It’s a graphene-based aerogel and it’s reportedly the lightest sound insulation material ever manufactured, say researchers at the University of Bath. As detailed in their paper at Nature Scientific Reports they demonstrated its ability to damp down noise by up to 16 decibels despite weighing just 2.1 kg per cubic meter (0.13 lb per cubic foot).
For context, a comparpable conventional polyester urethane sound absorber can carry a density of 32 kg/m3 (2 lb/ft3). So in a given application, this new “graphene oxide-polyvinyl alcohol aerogel,” squeezed into a Nomex honeycomb, would weigh less than one-fifteenth of an equivalent traditional acoustic foam installation.
Researchers put this into a real life context Nowhere that if applied to a jet engine it could potentially reduce the cabin noise of an airliner from the current 105-dB roar to something closer to a 95-dB hairdryer.

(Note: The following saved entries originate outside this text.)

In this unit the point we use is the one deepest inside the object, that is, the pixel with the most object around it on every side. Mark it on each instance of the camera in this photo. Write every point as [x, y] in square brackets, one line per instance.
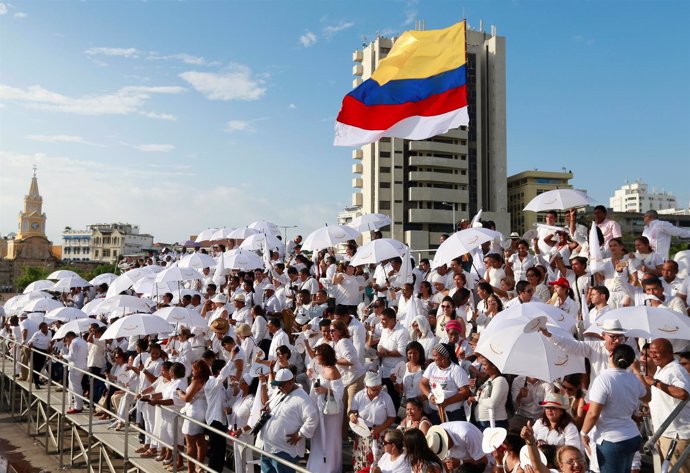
[262, 421]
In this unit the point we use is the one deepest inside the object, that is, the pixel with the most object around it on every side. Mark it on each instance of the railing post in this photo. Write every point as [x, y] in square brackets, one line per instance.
[88, 448]
[50, 385]
[61, 417]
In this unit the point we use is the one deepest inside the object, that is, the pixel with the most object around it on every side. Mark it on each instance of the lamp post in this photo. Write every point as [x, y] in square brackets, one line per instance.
[452, 205]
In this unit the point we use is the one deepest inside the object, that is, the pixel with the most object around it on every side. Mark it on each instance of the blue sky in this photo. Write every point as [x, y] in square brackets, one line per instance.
[178, 116]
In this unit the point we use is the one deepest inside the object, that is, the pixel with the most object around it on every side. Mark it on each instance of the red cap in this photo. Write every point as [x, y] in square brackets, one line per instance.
[563, 282]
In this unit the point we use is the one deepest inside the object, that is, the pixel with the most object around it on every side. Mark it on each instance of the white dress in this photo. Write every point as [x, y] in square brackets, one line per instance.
[196, 409]
[326, 443]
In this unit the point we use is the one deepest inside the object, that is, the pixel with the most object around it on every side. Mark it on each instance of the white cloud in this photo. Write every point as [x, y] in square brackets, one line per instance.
[121, 52]
[307, 39]
[155, 148]
[124, 101]
[159, 116]
[239, 125]
[237, 83]
[184, 57]
[330, 30]
[60, 139]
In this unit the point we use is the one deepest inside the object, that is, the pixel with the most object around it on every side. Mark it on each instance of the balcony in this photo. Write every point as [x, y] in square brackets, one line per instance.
[420, 176]
[431, 194]
[430, 216]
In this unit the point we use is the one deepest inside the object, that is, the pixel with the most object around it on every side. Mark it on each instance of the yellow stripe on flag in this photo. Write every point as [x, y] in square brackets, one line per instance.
[421, 54]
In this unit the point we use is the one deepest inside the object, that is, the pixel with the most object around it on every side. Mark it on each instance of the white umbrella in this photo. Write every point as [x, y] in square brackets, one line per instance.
[379, 250]
[647, 322]
[242, 233]
[558, 199]
[460, 243]
[531, 310]
[181, 316]
[137, 324]
[244, 260]
[93, 307]
[197, 260]
[42, 305]
[222, 234]
[259, 241]
[329, 236]
[205, 235]
[265, 226]
[65, 284]
[129, 302]
[76, 326]
[106, 278]
[176, 274]
[61, 273]
[369, 222]
[38, 285]
[65, 314]
[517, 347]
[126, 280]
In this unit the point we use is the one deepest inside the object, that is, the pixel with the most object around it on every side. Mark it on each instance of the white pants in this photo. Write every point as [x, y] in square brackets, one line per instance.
[75, 378]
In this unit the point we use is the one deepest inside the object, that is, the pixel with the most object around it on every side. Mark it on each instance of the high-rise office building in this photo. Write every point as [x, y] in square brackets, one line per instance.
[428, 186]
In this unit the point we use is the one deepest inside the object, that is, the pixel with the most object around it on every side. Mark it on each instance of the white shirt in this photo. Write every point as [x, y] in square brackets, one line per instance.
[619, 392]
[295, 413]
[662, 404]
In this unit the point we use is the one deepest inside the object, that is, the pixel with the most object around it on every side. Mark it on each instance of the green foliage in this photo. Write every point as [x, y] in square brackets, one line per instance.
[28, 275]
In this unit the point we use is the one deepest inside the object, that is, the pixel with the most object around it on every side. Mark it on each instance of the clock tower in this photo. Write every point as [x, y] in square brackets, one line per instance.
[32, 221]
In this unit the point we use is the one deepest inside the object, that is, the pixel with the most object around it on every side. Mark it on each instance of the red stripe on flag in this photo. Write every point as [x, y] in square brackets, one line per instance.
[382, 117]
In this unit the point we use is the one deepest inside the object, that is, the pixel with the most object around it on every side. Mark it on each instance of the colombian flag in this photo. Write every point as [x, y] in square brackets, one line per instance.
[418, 91]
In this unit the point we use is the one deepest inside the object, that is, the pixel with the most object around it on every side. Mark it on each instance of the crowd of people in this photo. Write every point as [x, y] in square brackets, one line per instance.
[313, 359]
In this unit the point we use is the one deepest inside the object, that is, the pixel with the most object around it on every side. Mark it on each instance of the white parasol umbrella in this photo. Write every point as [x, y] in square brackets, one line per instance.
[65, 314]
[42, 305]
[243, 260]
[65, 284]
[197, 260]
[329, 236]
[137, 324]
[182, 316]
[205, 235]
[558, 199]
[531, 310]
[242, 233]
[379, 250]
[265, 227]
[369, 222]
[106, 278]
[259, 241]
[135, 304]
[61, 273]
[646, 322]
[517, 347]
[176, 274]
[76, 326]
[38, 286]
[462, 242]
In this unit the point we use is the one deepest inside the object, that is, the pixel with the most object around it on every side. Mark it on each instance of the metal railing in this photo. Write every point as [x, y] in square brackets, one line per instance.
[7, 354]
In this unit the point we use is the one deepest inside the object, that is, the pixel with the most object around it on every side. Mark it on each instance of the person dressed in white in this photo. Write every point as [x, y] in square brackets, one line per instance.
[327, 391]
[659, 233]
[77, 355]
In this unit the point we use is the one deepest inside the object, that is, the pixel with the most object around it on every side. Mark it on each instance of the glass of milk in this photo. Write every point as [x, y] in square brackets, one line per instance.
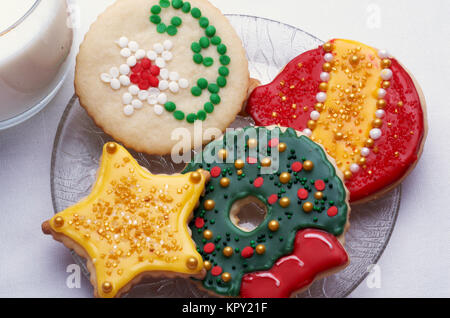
[35, 44]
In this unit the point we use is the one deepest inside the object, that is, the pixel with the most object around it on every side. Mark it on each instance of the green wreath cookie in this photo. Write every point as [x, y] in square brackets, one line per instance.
[295, 180]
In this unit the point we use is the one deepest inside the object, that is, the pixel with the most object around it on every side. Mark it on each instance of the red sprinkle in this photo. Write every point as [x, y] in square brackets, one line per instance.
[209, 248]
[297, 166]
[215, 172]
[154, 82]
[320, 185]
[155, 70]
[272, 199]
[302, 194]
[274, 142]
[199, 223]
[216, 271]
[332, 211]
[146, 63]
[247, 252]
[258, 182]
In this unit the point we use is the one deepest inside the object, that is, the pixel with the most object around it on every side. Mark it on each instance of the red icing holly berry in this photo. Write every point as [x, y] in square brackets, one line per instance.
[320, 185]
[199, 223]
[297, 166]
[215, 172]
[216, 271]
[209, 248]
[258, 182]
[272, 199]
[274, 142]
[302, 194]
[247, 252]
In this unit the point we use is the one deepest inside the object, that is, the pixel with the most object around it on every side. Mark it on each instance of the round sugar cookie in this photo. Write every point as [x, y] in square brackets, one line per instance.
[360, 103]
[150, 71]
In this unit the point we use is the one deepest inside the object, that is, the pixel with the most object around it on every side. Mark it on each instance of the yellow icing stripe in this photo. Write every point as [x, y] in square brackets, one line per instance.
[351, 101]
[134, 222]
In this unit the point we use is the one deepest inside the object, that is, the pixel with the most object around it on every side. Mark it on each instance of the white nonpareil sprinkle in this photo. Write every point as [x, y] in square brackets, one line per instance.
[124, 80]
[133, 89]
[140, 54]
[127, 98]
[106, 78]
[168, 45]
[174, 87]
[137, 104]
[158, 47]
[124, 69]
[184, 83]
[158, 109]
[115, 84]
[133, 46]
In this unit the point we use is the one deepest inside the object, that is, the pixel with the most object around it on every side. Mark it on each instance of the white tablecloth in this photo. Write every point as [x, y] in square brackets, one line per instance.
[417, 260]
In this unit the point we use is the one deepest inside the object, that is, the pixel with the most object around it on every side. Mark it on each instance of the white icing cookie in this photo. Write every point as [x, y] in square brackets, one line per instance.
[148, 67]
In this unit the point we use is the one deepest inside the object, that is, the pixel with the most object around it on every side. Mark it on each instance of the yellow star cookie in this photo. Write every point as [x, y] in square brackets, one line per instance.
[133, 224]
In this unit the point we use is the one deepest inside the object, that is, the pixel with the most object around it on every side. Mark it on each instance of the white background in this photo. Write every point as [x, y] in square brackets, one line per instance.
[416, 262]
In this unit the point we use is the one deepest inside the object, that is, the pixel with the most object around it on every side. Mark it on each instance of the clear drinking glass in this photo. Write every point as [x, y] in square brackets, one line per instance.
[36, 40]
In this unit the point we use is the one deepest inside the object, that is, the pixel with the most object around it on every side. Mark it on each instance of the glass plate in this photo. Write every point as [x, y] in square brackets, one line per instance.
[270, 46]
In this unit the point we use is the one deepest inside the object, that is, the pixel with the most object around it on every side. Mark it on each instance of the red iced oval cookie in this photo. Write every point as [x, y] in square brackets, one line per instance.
[359, 103]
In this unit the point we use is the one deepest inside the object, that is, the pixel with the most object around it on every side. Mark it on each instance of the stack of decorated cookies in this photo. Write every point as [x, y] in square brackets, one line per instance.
[341, 123]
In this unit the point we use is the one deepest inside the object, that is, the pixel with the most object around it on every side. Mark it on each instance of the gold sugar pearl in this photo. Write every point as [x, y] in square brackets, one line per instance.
[328, 47]
[111, 147]
[274, 225]
[209, 205]
[239, 164]
[282, 147]
[58, 222]
[308, 207]
[226, 277]
[338, 136]
[192, 263]
[308, 165]
[381, 103]
[207, 265]
[327, 67]
[386, 63]
[252, 143]
[319, 107]
[195, 177]
[224, 182]
[377, 123]
[285, 177]
[208, 234]
[386, 84]
[107, 287]
[222, 154]
[312, 124]
[347, 174]
[266, 162]
[285, 202]
[228, 251]
[260, 249]
[369, 143]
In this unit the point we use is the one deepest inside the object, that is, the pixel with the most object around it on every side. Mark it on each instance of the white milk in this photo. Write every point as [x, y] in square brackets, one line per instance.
[31, 53]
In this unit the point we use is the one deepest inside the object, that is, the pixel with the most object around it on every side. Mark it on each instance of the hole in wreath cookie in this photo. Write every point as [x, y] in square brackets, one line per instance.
[248, 213]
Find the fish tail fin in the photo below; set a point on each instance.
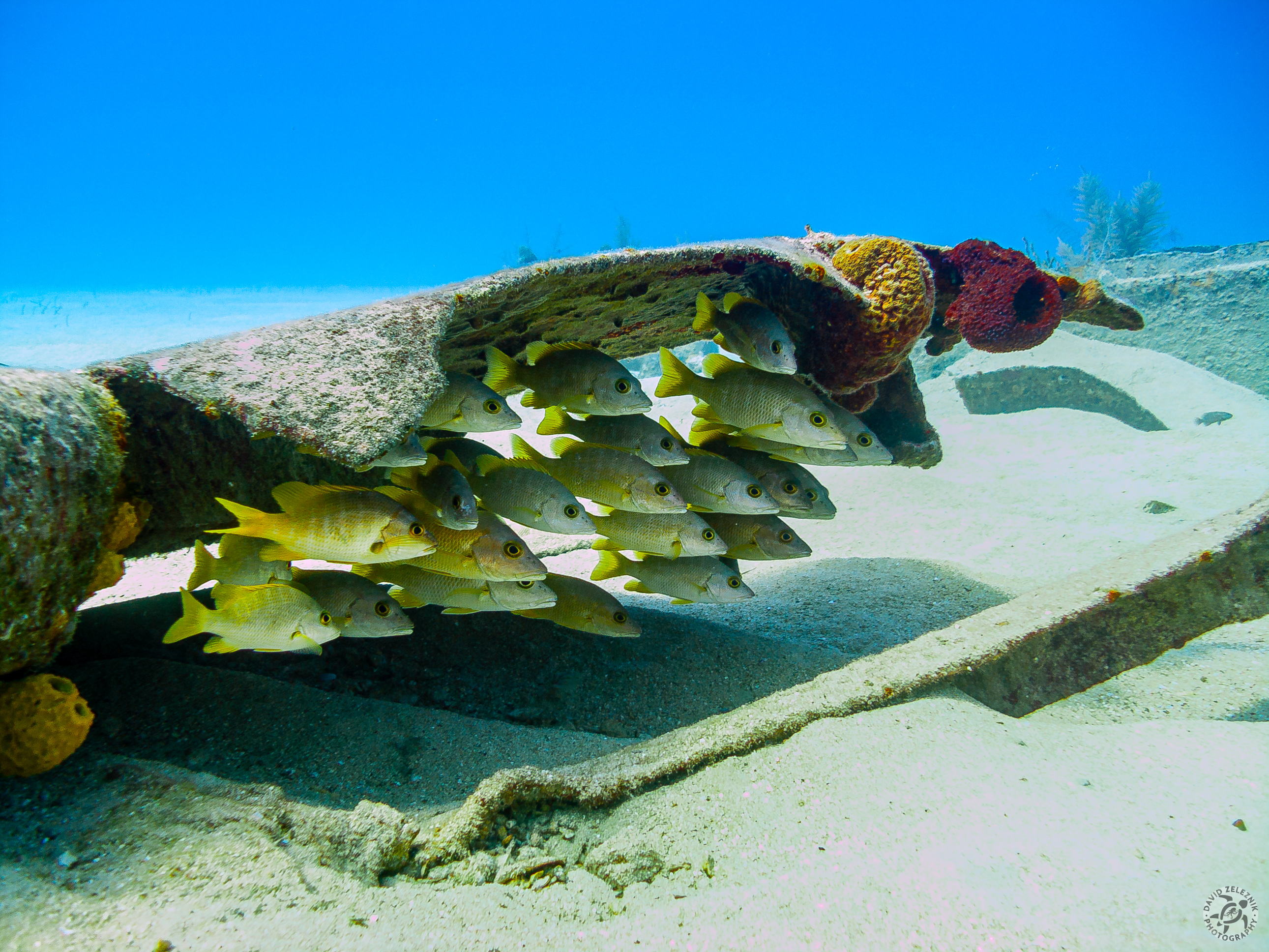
(195, 617)
(706, 314)
(252, 522)
(522, 450)
(611, 565)
(677, 377)
(502, 374)
(555, 423)
(669, 428)
(205, 566)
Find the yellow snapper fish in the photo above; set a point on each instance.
(748, 329)
(412, 452)
(814, 493)
(466, 450)
(489, 551)
(449, 498)
(257, 619)
(337, 523)
(777, 476)
(634, 433)
(712, 484)
(466, 405)
(686, 580)
(414, 588)
(236, 562)
(370, 612)
(586, 607)
(571, 375)
(608, 476)
(757, 537)
(672, 536)
(743, 398)
(521, 490)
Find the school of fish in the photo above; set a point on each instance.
(676, 516)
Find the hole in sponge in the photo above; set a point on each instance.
(1030, 301)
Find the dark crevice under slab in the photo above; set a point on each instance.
(1017, 389)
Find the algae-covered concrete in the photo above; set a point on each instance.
(354, 383)
(61, 452)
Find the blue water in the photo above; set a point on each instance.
(164, 145)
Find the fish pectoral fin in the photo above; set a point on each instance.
(278, 553)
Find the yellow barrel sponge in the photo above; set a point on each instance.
(42, 723)
(871, 346)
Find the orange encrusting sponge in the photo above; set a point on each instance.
(42, 721)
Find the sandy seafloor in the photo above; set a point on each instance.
(1101, 822)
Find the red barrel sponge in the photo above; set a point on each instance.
(1005, 301)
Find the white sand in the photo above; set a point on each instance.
(1102, 822)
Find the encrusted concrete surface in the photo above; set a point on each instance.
(61, 452)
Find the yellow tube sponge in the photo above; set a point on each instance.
(861, 348)
(42, 721)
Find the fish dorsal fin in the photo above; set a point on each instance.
(455, 462)
(731, 298)
(224, 592)
(717, 366)
(538, 350)
(565, 445)
(485, 465)
(403, 476)
(523, 450)
(673, 432)
(404, 598)
(290, 496)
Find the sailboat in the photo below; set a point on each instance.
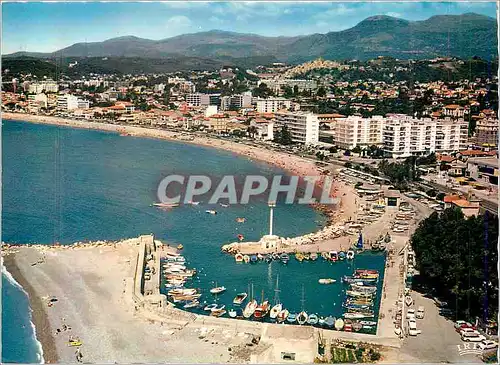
(250, 307)
(276, 309)
(302, 317)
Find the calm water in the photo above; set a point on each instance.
(66, 185)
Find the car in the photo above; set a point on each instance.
(467, 330)
(488, 345)
(420, 312)
(473, 337)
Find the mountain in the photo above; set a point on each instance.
(462, 36)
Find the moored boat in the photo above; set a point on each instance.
(239, 298)
(282, 315)
(313, 319)
(302, 318)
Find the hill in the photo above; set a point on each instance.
(463, 36)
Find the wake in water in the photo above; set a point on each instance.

“This is clearly a very exciting material that could be applied in a number of ways – initially in aerospace but potentially in many other fields such as automotive and marine transport, as well as in building and construction,” says Professor Michele Meo, who led the research. “We managed to produce such an extremely low density by using a liquid combination of graphene oxide and a polymer, which are formed with whipped air bubbles and freeze-casted. On a very basic level, the technique can be compared with whipping egg whites to create meringues – it’s solid but contains a lot of air, so there is no weight or efficiency penalty to achieve big improvements in comfort and noise.”